The demo holds the allure of both improving care of the duals by better coordinating their complex treatment services and of lowering the costs of caring for them.

But controversy is growing over tactics under consideration by states for moving the duals into managed care. Under one such strategy, "passive enrollment," individuals are enrolled in a specific plan without their approval, but with the right to opt out if they decide they don't want to be in the plan. Another concern is about a lack of measurement tools to accurately assess the quality and cost of care in the demonstration program.

Hackbarth noted that state interest in the demonstration program has mushroomed to the point that more than three million of the 9.9 million duals could be enrolled in the demo. "That is not by our reckoning a demonstration project but a program change," he said.
Moving at a slower pace with a stronger measurement system than now exists would be better, he said. It would allow changes to be better understood before they are adopted widely, he suggested.

"We think real care needs to be taken before anyone is passively enrolled," Hackbarth added. The concern is that a dual moved into a new plan will lose access to doctors, drugs, and other treatments not included in the new plan.

Hackbarth said that if a state chooses the passive enrollment route it must take pains to clearly communicate not only to the dual but also to his or her doctor and family the switch to the new plan so care is not disrupted with potentially dangerous consequences. Hackbarth also suggested that for a period of time existing doctors may have to be included in the new plan's network in order to assure a safe transition.

Beneficiaries Need Choice

Republicans Diane Black of Tennessee and Vern Buchanan of Florida joined Herger in expressing concern about the pace of the demo and the need to preserve the rights of beneficiaries to choose their care.

Herger said better coordination of the care of the duals is clearly needed, "but I am concerned that the administration's unilateral actions to address this population's needs may undermine the protections guaranteed to all Medicare beneficiaries."

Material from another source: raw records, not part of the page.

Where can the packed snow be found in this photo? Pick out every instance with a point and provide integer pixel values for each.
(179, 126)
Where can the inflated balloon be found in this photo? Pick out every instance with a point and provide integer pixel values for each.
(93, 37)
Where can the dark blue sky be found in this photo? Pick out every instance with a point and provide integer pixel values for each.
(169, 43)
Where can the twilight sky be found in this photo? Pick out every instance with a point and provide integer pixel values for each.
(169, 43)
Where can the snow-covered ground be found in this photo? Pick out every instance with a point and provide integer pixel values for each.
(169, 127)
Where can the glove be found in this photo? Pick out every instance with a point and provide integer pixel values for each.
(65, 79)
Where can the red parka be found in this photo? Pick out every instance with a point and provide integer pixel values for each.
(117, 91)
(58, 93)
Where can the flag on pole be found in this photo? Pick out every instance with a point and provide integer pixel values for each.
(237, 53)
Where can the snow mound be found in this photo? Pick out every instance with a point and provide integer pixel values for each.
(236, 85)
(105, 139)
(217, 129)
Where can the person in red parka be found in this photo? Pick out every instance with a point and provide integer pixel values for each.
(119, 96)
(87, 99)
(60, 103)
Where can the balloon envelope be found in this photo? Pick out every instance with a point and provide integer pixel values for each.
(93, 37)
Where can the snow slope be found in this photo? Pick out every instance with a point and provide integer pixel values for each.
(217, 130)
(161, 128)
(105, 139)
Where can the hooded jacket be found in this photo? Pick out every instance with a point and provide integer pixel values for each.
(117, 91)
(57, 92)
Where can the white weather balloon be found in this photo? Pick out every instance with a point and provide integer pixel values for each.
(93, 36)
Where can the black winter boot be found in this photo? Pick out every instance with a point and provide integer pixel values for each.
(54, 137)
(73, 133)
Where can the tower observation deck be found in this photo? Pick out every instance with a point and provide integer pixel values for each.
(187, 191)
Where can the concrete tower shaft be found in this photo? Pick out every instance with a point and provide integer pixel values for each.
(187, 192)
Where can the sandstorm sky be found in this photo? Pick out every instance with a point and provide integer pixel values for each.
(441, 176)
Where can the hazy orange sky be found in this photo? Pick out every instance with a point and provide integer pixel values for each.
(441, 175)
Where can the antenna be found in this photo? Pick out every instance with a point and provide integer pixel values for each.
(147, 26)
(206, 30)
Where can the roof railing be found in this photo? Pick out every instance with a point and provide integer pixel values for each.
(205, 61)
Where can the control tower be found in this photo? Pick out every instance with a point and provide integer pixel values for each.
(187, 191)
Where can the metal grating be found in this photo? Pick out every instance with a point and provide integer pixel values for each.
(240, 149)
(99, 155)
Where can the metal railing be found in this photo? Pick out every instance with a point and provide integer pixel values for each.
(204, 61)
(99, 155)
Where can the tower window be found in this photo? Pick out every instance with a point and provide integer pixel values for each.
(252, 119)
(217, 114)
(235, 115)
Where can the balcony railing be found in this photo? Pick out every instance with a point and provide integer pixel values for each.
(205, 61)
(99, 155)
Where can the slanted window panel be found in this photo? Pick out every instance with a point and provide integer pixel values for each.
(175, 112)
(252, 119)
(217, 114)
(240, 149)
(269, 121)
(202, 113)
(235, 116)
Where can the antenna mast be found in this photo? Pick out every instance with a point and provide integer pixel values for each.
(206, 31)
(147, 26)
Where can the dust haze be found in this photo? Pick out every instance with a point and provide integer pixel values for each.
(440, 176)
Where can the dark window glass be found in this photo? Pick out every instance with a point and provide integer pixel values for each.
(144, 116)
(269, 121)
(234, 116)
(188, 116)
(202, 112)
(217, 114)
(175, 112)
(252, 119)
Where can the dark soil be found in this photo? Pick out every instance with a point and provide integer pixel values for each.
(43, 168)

Democrats weren't anxious to criticize the administration but they too have concerns. The panel's top Democrat, Pete Stark of California, told Hackbarth in his opening statement that he looked forward to hearing his ideas for improving the demonstration. He also took a swipe at Republicans and how the duals would fare under their proposals for overhauling Medicare. "This is a large and vulnerable population that is associated with high program costs," Stark said. "I am extremely wary of the Republicans' solution to give them all a voucher."

State Medicaid directors have been enthusiastic about the demo as have many policy analysts anxious to test better coordinated care. But providers such as the Federation of American Hospitals have said the demo threatens the rights of duals to choose their providers.

MedPAC recommended the other potential change, the benefit redesign, in its June report to Congress. The added charge for Medigap plans would lead a number of people who now have the supplemental coverage to drop it, thus leaving them more exposed to the costs of care and more judicious about seeking treatment, the commission says. It says that Medigap encourages overuse of services. At the same time, beneficiaries would be protected financially in that out-of-pocket expenses would be capped.

But Stark expressed worry that Congress would choose to establish a charge for Medigap plans as a cost saving measure but not cap out of pocket expenses. Buchanan asked whether seniors would drop the coverage and skip needed care, as did Rep. Sam Johnson, a Republican from Texas. Johnson said he didn't like the idea of making Medigap coverage more costly.

But the MedPAC proposal would generate Medicare savings at a time when it needs to find ways to economize. And Hackbarth suggested that seniors would save money in the long run from the cap on out-of-pocket costs.